Mahar bukan salah satu dari syarat sah nikah. Sehingga, tidak akan
batal akad nikah ketika tidak membayarkan mahar. Namun, mahar wajib dibayarkan
sebelum cerai mati maupun cerai hidup.
Mahar merupakan harta pribadi istri dan merupakan hak istri, bukan
termasuk dalam harta gono gini. Ketika terjadi cerai gugat maupun cerai talak ba’da
dukhul, laki-laki wajib untuk membayarkan mahar yang merupakan harta
pribadi perempuan. Apabila cerai talak terjadi qobla dukhul, maka jumlah
yang wajib dibayarkan adalah setenga dari jumlah yang disebutkan (selama pihak
perempuan meminta kepada pihak laki-laki). Sedangkan apabila cerai gugat qobla
dukhul terjadi, maka mahar tidak wajib dibayarkan.
Berbagai tulisan telah menyebutkan bahwa mahar tidak harus sesuatu
yang ‘mahal’. Salah satu riwayat yang menyebutkan adalah dari ‘Uqbah bin ‘Amir
yang dikeluarkan oleh Abu Daud yang artinya sebagai berikut “sebaik-baiknya
mahar itu yang paling mudah” (Syarifuddin, 2005: 101).

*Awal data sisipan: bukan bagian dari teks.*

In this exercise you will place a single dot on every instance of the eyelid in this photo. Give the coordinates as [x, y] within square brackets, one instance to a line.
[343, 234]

Namun, mahar yang mudah bukan pula berarti harga yang terlalu
remeh. Dalam beberapa kasus, mahar merupakan sesuatu yang menyebabkan
ketegangan antara pihak keluarga laki-laki maupun perempuan sebelum
melaksanakan pernikahan. Dalam beberapa ungkapan, banyak laki-laki yang
menyayangkan mahar yang terlalu besar dan menganggap bahwa mahar seharusnya tidak
memberatkan pihak laki-laki. Tidak salah memang, namun banyaknya artikel
mengenai mahar yang cenderung membentuk mainset bahwa seorang
wanita atau keluarga yang menentukan mahar yang besar adalah sesuatu yang tidak
baik dan dianggap matrealistis dan seakan-akan merupakan sesuatu yang tidak
baik.
Padahal, dalam islam mahar bukan hanya sebuah symbol yang diucapkan
dalam akad pernikahan. Mahar juga bukan hanya sesuatu yang memiliki harga
matrealis. Terdapat beberapa maksud dan tujuan dari mahar yang diberikan oleh
seorang suami kepada calon istri.
Dalam konsep hukum Islam, mahar bukan merupakan “harga” dari
seorang perempuan yang dinikahi, sebab pernikahan bukanlah akad jual beli. Oleh
karenanya, tidak ada ukuran dan jumlah yang pasti dalam mahar. Mahar bersifat
relatif disesuaikan dengan kemampuan dan kepantasan dalam suatu masyarakat
(Jayakrama, 2014).
Syarat harta yang dijadikan mahar adalah
berharga, diketahui, mampu dan sanggup untuk diberikan. Apabila harta tersebut
berupa hal yang bermanfaat maka hendaknya manfaatnya bermanfaat untuk seseorang
ataupun hendaknya barang tersebut pantas untuk dihargai.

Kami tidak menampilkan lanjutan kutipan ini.